Sementara Alejandro berasal dari Venezuela dan datang ke Jerman tiga tahun silam. Makanan di Jerman yang berlimpah ruah merupakan hal baru bagi dia. Alejandro tidak bisa berhenti makan.

Ayah Alejandro Dieter Zobel menjelaskan: "Akhir pekan kami izinkan makan chips. Kalau saya membelinya Kamis, akhir pekan sudah ludes. Atau persediaan sosis untuk seminggu, habis dalam sehari."

Alejandro tidak tahu apa salah dia. "Ayah pada akhir pekan biasanya bangun jam 11. Saya sudah bangun jam 6, dan jam 8 sudah lapar, lalu mengambil sendiri makanan dari kulkas."

Olahraga jadi menu utama

Jan kini rutin berlatih olahraga. Dulu di waktu senggang, dulunya ia lebih senang bermain game komputer. Dia tahu, itu tidak sehat. Tapi Jan sulit mencari jalan keluarnya.

Pelatih olahraga Immo Krems memaparkan : "Saya katakan kepada anak-anak, kalian tidak harus, tapi boleh berlatih olahraga. Ini satu-satunya kesepakatan. Kami berusaha meraih kegembiraan dan bersikap bersahabat."

Tiga kali sehari Jan menghabiskan waktunya di ruang fitness. Sport jadi bagian dari hidup barunya. "Saya sekarang memerlukan olahraga. Dulu saya cuma malas, setelah hari berat di sekolah, enggan melakukan sport", papar remaja Jerman ini.

Riset Ilmiah atasi oebsitas

Alejandro kini ikut serta dalam riset ilmiah, untuk meneliti risiko penyakit yang belum diketahui pada anak-anak penderita obesitas. Dibanding anak berbobot normal, sejumlah parameter cukup mengkhawatirkan. Pupil mata bereaksi lebih lamban pada cahaya, juga reaksi jantung terhadap beban dan relaksasi.

Peneliti, dokter Susann Blüher mengatakan : "Hasilnya menegaskan, pada anak yang alami obesitas, terjadi gangguan tegas pada sistem saraf otonom."

Hasil yang mencemaskan. Sebab organ tubuh seperti jantung, ginjal atau hati terkena dampaknya. Karena organ ini dikendalikan sistem saraf. Juga dampaknya terlihat pada Alejandro. Ayahnya merasa kewalahan.

Ayah Alejandro, Dieter Zobel mengungkapkan alasan mengapa ian membiarkan anaknnya makan semaunya: "Saya merangkap jadi ayah, ibu dan teman. Kadang saya perlu ketenangan, dan membiarkan Alejandro melakukan apapun."

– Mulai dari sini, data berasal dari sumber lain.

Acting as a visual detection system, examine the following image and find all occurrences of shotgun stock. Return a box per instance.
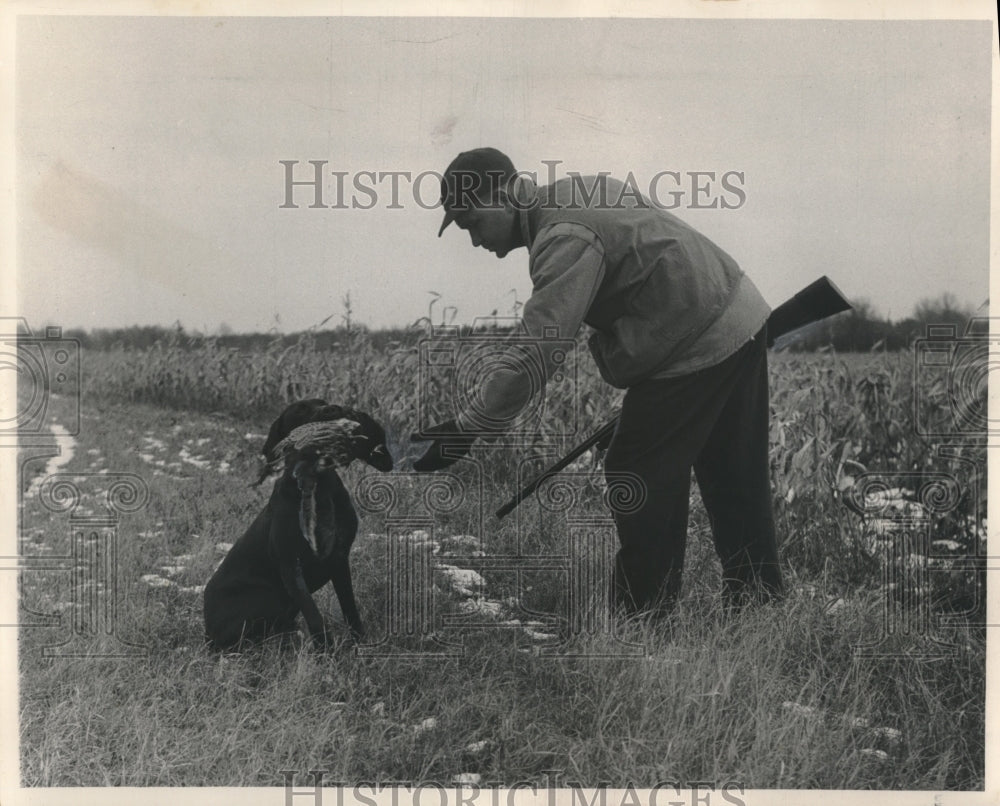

Hasil riset juga berdampak pada ayah  Alejandro . Ia sekarang ingin mengubah banyak hal, terutama pola makan. "Saya mencintai anak saya, tapi sekarang harus melakukan sesuatu", tambah Dieter.

Pada hari terakhir terapi di Amrum Jan tahu, di rumah menunggu ribuan macam iming-iming. Tapi kini ia merasa cukup kuat, untuk melawan kebiasaan lamanya.

"Dalam seminggu ada beberapa hari yang berat. Tapi kita harus lupakan itu dan melakukan sport" tegas Jan.

Sebuah terobosan untuk memulai hidup baru. Dalam 4 minggu di Amrum, Jan tidak hanya 10 kilo lebih langsing, melainkan juga mengembangkan rasa percaya diri baru.